Ignored words are not part of the name of a serial. They are often the source, like hdtv, web-dl or blu-ray; or resolution, like 720p, 1080p; or video, audio format, or team names. SubRee will know better of the name of a serial with ignored words.
Languages are the language of subtitles may use. If a language in subtitles is not listed, you must add it yourself. Without correct languages, SubRee will treat your subtitles as no specified language, that may lead problems.
Video filenames' extension.
The subtitle filenames' extensions.
The separated marks in filenames. For example, a file named "where.to.go.mp4" will be recognized as "where", "to", "go", as the name of a serial by SubRee. If you need to add more separators, just add them here one by one, no space is needed.
Some video players only recognize the subtile file that has the same name as the video file. Say, if you have a video "people.mp4", the player only automatically loads "people.srt" or "people.ass", and ignores "people.eng.srt". Enable this setting will add a little disk space but makes your life easier.
SubRee will copy a subtitle file that first fits the "preferred languages" and rename the copied file as the video file name.
For example, if you have "people.mp4", "people.chs.srt" and "people.eng.srt". Your "preferred languages" are "chs,eng", then SubRee will copy "people.chs.srt" as "people.srt". Then you will get three subtitles, "people.srt", "people.chs.srt" and "people.eng.srt".

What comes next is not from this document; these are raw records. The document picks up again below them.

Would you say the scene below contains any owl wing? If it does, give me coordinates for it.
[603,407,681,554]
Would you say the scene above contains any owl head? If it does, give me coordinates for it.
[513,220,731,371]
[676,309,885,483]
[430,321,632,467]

However, if you only have one srt subtitle that fits "people.mp4", enable this option will change the subtitle filename to "people.srt", whatever the subtitle filename is.
Note As SubRee copies the subtitle that first fits the "preferred languages", you should put languages with the same type together, for example, you should put "eng", "en", "english" together like this ".eng.,.en.,.english., .chs., .cht.". Some subtitle names are "peopleeng.srt", if you encountered this, you should add "eng." into this setting. All languages here are lowercased.
The subtitle types that you like most. Again, SubRee will use the type that is firstly matched in "preferred types" order.
Whether always removing the preferred subtitle file if SubRee can generate a new one.
Sometimes, you may get more than one preferred subtitles. For example, if you have "people.mp4", "people.eng.srt", "people.blabla.srt". Since "blabla" is not a known language, it will be treated as a none-language-specified subtitle. If you enable this setting, SubRee will copy "people.eng.srt" and rename the copied file as "people.srt", then remove "people.blabla.srt". If you are not enable this setting, "people.blabla.srt" will be left alone.
Files with these types will be removed.
SubRee will clean empty directories after all other operations have been done.